When writing a kernel that will operate either on one element of a 1D array, with a large dimension N that can be from 2 to 100s of millions, or on one element with the same index from several 1D arrays with the same dimension N, what is the optimal way to compute the grid size for the kernel?

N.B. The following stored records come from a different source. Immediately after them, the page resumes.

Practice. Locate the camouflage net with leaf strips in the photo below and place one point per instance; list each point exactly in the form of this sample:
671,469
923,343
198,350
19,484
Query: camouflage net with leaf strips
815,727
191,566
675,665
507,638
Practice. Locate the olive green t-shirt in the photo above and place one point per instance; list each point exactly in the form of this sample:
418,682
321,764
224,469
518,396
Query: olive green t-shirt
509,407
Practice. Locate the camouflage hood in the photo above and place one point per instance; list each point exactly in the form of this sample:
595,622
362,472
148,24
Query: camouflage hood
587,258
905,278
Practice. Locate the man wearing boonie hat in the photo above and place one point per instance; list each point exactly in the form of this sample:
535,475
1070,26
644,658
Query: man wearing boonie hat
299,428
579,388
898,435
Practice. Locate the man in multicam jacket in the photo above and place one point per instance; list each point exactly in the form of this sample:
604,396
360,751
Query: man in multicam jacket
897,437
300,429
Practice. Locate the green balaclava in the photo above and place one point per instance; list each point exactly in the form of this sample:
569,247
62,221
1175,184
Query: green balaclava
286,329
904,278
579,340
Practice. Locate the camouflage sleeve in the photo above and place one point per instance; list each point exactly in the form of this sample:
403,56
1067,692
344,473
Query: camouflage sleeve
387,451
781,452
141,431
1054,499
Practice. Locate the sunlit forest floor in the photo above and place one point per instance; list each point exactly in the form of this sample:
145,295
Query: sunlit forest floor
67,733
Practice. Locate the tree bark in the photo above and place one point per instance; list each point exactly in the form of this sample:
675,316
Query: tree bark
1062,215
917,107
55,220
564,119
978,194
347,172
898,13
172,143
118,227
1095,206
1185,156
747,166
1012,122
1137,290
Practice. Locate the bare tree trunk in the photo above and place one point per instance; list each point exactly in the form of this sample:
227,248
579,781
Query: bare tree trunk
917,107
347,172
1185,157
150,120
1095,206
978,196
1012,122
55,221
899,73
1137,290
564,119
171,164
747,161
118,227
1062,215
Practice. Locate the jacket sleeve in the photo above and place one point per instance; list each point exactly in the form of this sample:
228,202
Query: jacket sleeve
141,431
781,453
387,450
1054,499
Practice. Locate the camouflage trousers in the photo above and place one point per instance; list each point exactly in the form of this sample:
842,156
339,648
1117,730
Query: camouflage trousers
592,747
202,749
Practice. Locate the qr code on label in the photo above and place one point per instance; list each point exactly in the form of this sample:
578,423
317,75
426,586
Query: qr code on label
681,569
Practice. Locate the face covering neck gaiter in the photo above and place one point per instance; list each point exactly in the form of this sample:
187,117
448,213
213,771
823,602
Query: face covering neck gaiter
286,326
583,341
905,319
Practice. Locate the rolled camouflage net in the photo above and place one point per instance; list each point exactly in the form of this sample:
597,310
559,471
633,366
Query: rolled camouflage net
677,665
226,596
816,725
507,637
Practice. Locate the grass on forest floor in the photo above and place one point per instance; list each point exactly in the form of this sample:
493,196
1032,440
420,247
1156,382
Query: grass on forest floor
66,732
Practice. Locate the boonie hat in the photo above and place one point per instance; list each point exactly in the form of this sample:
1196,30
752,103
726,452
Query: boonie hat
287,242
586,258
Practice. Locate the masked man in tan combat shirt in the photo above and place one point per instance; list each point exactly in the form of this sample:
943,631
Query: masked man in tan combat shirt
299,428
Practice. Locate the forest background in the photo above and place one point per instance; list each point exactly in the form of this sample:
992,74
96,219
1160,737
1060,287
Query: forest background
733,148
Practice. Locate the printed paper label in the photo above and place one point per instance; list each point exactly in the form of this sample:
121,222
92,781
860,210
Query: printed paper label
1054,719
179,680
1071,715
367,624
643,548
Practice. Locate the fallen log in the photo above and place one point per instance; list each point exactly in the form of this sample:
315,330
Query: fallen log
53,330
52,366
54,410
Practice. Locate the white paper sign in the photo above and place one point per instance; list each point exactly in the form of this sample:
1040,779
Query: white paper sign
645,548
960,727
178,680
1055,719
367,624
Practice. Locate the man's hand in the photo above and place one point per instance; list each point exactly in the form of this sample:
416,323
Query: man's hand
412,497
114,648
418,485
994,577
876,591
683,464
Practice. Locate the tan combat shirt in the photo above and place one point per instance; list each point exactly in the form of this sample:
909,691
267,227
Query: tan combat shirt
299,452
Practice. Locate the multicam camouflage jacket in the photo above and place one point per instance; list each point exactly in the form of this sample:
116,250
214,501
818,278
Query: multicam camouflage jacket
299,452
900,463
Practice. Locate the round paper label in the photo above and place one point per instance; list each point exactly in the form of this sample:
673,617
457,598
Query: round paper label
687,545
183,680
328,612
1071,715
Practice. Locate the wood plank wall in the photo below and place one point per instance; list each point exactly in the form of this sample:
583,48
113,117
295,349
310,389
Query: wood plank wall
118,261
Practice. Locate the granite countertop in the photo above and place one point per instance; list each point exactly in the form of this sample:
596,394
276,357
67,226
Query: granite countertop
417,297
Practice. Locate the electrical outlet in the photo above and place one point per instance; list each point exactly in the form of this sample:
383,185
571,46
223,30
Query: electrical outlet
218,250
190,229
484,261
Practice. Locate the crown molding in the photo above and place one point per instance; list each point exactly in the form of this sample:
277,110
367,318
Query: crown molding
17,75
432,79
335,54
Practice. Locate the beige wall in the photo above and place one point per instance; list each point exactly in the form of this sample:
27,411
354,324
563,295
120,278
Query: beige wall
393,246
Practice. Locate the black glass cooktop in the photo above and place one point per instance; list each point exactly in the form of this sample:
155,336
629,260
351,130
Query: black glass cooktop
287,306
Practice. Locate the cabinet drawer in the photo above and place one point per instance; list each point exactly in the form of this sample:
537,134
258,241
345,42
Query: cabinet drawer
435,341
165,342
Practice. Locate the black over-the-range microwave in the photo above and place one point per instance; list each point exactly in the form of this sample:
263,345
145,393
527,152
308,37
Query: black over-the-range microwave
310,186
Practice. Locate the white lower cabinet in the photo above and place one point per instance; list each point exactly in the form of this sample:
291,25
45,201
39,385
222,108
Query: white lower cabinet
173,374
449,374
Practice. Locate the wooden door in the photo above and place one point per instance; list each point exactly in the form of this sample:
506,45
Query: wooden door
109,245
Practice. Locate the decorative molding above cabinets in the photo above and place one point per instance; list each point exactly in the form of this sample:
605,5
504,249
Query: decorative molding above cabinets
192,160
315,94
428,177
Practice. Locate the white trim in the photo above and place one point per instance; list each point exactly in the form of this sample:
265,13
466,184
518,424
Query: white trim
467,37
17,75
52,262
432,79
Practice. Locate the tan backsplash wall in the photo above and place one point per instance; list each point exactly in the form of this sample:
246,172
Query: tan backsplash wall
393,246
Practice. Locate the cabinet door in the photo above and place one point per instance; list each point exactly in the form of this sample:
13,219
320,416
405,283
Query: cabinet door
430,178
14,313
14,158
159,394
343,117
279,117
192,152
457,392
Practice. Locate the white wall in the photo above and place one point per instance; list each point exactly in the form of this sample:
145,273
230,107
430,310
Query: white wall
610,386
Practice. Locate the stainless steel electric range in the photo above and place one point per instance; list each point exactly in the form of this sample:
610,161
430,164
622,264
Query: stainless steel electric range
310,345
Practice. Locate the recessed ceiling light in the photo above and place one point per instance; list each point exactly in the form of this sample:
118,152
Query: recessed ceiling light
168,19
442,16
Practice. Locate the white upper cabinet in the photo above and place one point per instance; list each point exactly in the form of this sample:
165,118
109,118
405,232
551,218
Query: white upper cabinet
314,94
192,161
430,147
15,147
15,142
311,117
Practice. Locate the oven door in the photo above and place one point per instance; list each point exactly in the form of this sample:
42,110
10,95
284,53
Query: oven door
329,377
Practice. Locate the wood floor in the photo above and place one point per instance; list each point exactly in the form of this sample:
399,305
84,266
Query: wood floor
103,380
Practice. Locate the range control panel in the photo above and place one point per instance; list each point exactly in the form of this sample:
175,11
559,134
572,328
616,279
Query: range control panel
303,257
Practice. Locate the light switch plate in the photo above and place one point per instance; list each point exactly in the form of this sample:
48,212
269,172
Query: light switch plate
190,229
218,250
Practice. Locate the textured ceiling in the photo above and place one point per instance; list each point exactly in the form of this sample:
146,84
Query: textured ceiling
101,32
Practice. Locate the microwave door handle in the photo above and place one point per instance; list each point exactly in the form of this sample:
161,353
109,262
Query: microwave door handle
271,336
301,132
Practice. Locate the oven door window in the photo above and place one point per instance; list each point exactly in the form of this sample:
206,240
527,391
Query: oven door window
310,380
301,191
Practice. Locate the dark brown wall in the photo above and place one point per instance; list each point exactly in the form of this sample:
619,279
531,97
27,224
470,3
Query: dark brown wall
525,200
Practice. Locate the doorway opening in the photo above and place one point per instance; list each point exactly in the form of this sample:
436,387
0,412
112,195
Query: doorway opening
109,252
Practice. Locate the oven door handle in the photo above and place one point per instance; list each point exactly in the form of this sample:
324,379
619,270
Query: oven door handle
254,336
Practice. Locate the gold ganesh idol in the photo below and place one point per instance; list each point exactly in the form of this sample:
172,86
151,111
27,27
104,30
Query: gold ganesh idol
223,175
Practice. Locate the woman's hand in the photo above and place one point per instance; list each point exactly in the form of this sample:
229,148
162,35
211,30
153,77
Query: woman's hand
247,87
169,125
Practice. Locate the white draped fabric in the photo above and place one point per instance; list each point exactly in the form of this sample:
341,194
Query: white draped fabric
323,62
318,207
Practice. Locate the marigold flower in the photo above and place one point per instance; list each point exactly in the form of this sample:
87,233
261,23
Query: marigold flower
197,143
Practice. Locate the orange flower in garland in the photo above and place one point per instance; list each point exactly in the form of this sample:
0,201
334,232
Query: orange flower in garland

In particular, is the following the optimal way:
CPU part:
cudaSetDevice(device);
cudaGetDeviceProperties(&deviceProp, device);
max_threads_per_block = deviceProp.maxThreadsPerBlock;
number_CUDA_cores = _ConvertSMVer2Cores(deviceProp.major, deviceProp.minor) * deviceProp.multiProcessorCount;
GPU part:
if (N <= number_CUDA_cores) {
blocks = N;
threads_per_block = 1;
}
else {
blocks = number_CUDA_cores;
threads_per_block = (N + number_CUDA_cores - 1) / number_CUDA_cores;
if (threads_per_block > max_threads_per_block) {
blocks = (N + max_threads_per_block - 1) / max_threads_per_block;
threads_per_block = max_threads_per_block;
}
}
kernel<<<blocks, threads_per_block>>>( ..... )
Again, this has to work well for sizes of N from 2 to 100s of million on a K20 or K20x, and better.
Will the answer be different if:
1) the kernel is mostly straight code
2) the kernel has many if-statements, and they can diverge in execution (that is why I am trying to keep the blocks as small as possible).